Jornalistas processados por motivação religiosa

Além do veto a viagens internacionais, jornalistas indianos sofrem outros tipos de repressão dentro do território. Na semana passada, a religião foi usada como justificativa para a prisão do jornalista muçulmano Mohammed Zubair, cofundador do principal site de verificação de fatos da Índia, o Alt News.

Além dele, outras duas jornalistas foram processadas no país nas últimas semanas sob a mesma acusação: “ferir o sentimento religioso”.

Zubair é um crítico famoso do primeiro-ministro indiano Narendra Modi e já enfrentou outras disputas judiciais por publicações nas redes sociais classificadas como discurso de ódio antimuçulmano pelo governo.

A prisão de Zubair e acusações contra as jornalistas indianas Navika Kumar e Saba Naqvi provocaram reações de entidades internacionais, incluindo da Anistia Internacional e Federação Internacional dos Jornalistas (FIJ), que enxergam nos atos uma forma de repressão à mídia do país.

Assédio judicial virou prática no mundo

O assédio judicial também é praticado de outras formas em países com governantes eleitos.
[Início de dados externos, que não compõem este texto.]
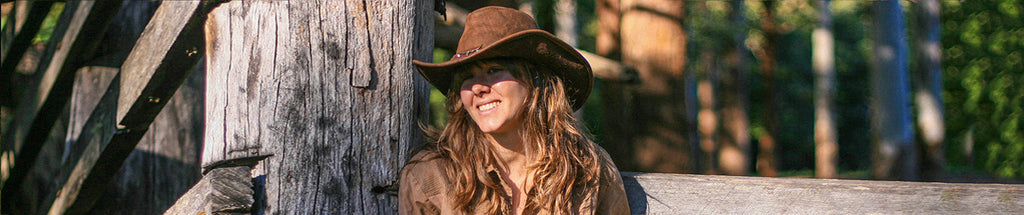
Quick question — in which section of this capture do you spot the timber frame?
[0,0,1024,214]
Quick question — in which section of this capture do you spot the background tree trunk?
[755,1,778,175]
[606,0,695,172]
[870,0,919,180]
[811,0,839,178]
[720,1,753,176]
[594,0,637,170]
[913,0,946,181]
[203,0,436,214]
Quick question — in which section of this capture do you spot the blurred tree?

O caso mais recente aconteceu também com outra jornalista premiada, a filipina Maria Ressa, vencedora do Nobel da Paz 2021.

Dois dias antes da saída do presidente Rodrigo Duterte do cargo, o site de notícias Rappler, comandado por Ressa, recebeu da Comissão de Valores Mobiliários (SEC, na sigla em inglês) uma notificação de revogação de sua licença para funcionar.